He rolled his eyes. “You know what I mean,” he said.
“I know you sound like a MAGA dickhead,” she said. “Again.”
“Whatever.” He stalked back and forth, tugging his tie loose. “It’s not fair,” he said. “The best person should get the job.”
Sophie laughed. “And that’s you?”
“I’ve got a pulse!” he said. “And a 2-1 from Bristol. I’m just missing the tits.”
The bagel paused halfway to her mouth. “What if you had them?”
Her idea was simple and stupid. Dress as a girl, she explained, grinning. Show for that four o’clock interview, give that woman the tits and pulse she’s looking for. Alex sat at the table with her, laughed at her joke.
“Can you imagine?” he said.
“Yeah, I can,” she said.
He frowned. “I don’t look like a girl.”
“You made a damned convincing Juliet.”
“That was a school play five years ago.”
“And there was that Halloween party last year,” she said, smiling, “I saw the pics. Who were you again?”
“It was Luca’s idea, I lost a bet,” he said, “Elvira from Scarface, nobody got it.”
“Yeah, but you looked great,” she said, “you rocked that blue dress.”
“Whatever, this is stupid,” he said, stood up and walked away.
Five minutes later, Alex stalked back and thrust a finger in her face. “And if I got the job, what then, did you think of that? I don’t want to work as a fucking secretary, or whatever the job is, not as a girl.”
Sophie shrugged: “expose their unfair hiring policy for the bullshit you think it is, threaten to go to the press if they don’t keep you on. At the very least, you get some interview practice. And I bet you could get an article out of it, get it published in the Spectator.”
“Or The Guardian,” he mused. “I can see it going either way.”
“See? You’re always complaining you’ve got nothing to write about.”

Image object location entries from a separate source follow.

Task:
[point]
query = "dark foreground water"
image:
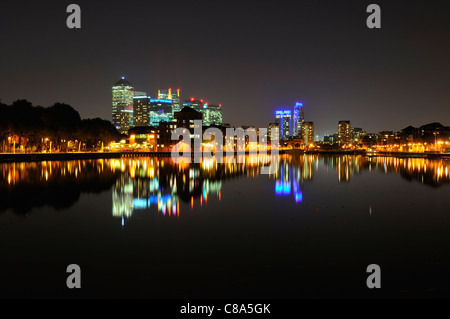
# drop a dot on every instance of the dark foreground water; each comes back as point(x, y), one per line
point(148, 228)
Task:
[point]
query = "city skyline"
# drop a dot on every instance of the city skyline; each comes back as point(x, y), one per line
point(392, 75)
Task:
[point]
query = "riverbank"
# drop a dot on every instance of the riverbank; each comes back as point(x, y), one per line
point(39, 157)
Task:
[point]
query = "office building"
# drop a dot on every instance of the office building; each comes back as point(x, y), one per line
point(299, 118)
point(141, 110)
point(308, 132)
point(160, 111)
point(344, 132)
point(212, 114)
point(122, 105)
point(284, 119)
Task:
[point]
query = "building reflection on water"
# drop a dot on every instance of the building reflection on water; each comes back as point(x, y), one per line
point(158, 183)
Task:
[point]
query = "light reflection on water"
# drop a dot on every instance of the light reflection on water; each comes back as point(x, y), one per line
point(212, 229)
point(145, 183)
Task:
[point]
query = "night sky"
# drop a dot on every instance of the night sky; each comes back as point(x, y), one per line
point(252, 57)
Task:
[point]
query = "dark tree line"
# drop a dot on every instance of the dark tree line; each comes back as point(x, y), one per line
point(59, 126)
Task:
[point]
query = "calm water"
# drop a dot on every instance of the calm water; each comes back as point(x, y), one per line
point(148, 228)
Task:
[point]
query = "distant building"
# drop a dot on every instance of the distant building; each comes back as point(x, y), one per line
point(122, 105)
point(275, 128)
point(212, 114)
point(186, 117)
point(344, 132)
point(308, 132)
point(141, 110)
point(298, 119)
point(160, 111)
point(356, 133)
point(169, 95)
point(284, 119)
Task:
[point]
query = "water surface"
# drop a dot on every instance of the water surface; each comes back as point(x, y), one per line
point(149, 228)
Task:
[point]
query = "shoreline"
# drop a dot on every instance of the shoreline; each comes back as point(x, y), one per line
point(38, 157)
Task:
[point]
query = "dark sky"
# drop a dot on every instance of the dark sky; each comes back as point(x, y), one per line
point(252, 57)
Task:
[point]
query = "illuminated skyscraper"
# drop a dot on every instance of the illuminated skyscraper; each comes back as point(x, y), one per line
point(122, 105)
point(141, 110)
point(160, 111)
point(212, 114)
point(299, 118)
point(308, 132)
point(284, 119)
point(169, 95)
point(344, 132)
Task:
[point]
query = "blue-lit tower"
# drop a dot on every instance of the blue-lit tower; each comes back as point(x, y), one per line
point(299, 118)
point(284, 119)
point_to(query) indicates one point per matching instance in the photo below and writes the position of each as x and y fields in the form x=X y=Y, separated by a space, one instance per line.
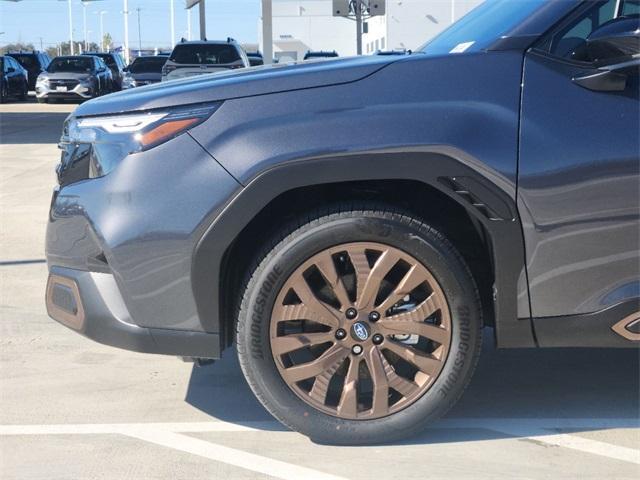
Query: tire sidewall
x=419 y=241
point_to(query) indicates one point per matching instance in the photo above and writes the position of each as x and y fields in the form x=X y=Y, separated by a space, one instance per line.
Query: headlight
x=112 y=138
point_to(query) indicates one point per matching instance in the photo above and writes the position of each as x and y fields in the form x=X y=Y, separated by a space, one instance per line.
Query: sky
x=47 y=21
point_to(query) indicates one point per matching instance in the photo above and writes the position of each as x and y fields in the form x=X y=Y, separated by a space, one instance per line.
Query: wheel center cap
x=360 y=331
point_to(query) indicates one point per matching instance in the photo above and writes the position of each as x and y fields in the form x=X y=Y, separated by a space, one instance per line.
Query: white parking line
x=171 y=435
x=231 y=456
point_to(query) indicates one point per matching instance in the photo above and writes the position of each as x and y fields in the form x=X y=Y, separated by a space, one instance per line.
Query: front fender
x=443 y=168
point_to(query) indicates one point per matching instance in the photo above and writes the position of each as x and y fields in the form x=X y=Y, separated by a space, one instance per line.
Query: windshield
x=70 y=64
x=202 y=54
x=147 y=65
x=108 y=59
x=27 y=61
x=482 y=26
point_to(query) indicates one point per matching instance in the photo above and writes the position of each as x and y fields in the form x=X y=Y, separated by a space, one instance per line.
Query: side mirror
x=614 y=42
x=614 y=49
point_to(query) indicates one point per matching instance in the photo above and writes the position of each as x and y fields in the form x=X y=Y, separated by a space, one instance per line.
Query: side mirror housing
x=614 y=51
x=615 y=42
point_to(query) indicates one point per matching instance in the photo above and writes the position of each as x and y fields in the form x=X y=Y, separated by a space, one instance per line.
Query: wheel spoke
x=380 y=405
x=425 y=363
x=348 y=406
x=328 y=270
x=404 y=387
x=321 y=384
x=399 y=372
x=317 y=310
x=411 y=280
x=369 y=279
x=334 y=354
x=290 y=343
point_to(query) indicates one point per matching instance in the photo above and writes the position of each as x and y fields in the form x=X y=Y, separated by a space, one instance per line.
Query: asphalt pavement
x=74 y=409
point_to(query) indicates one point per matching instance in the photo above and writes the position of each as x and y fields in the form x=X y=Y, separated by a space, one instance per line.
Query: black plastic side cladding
x=505 y=235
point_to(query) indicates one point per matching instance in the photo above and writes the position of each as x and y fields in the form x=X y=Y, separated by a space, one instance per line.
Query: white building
x=303 y=25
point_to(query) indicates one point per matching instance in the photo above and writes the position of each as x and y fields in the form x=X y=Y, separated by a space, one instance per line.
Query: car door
x=578 y=187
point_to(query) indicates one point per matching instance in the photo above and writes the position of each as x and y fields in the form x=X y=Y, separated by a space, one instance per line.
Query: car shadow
x=525 y=388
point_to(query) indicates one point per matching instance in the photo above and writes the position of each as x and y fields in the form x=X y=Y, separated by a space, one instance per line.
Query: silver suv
x=189 y=59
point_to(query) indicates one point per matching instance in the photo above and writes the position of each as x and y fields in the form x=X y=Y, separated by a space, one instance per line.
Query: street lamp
x=101 y=13
x=84 y=21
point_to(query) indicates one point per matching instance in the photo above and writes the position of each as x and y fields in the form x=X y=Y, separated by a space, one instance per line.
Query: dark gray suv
x=352 y=225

He shook his head, scratched at his beard. Started soon after Halloween, he’d been trying off and on for ten months to grow it out. “I like my beard,” he said.
She rolled her eyes. “Give it up, Alex. That’s not a beard. It’s not even beard-adjacent. It’s a soul-patch with delusions of grandeur.”
“Yeah, well, I can’t pass for a real girl,” he said.
“You did at Halloween. Didn’t you and Luca win first prize?”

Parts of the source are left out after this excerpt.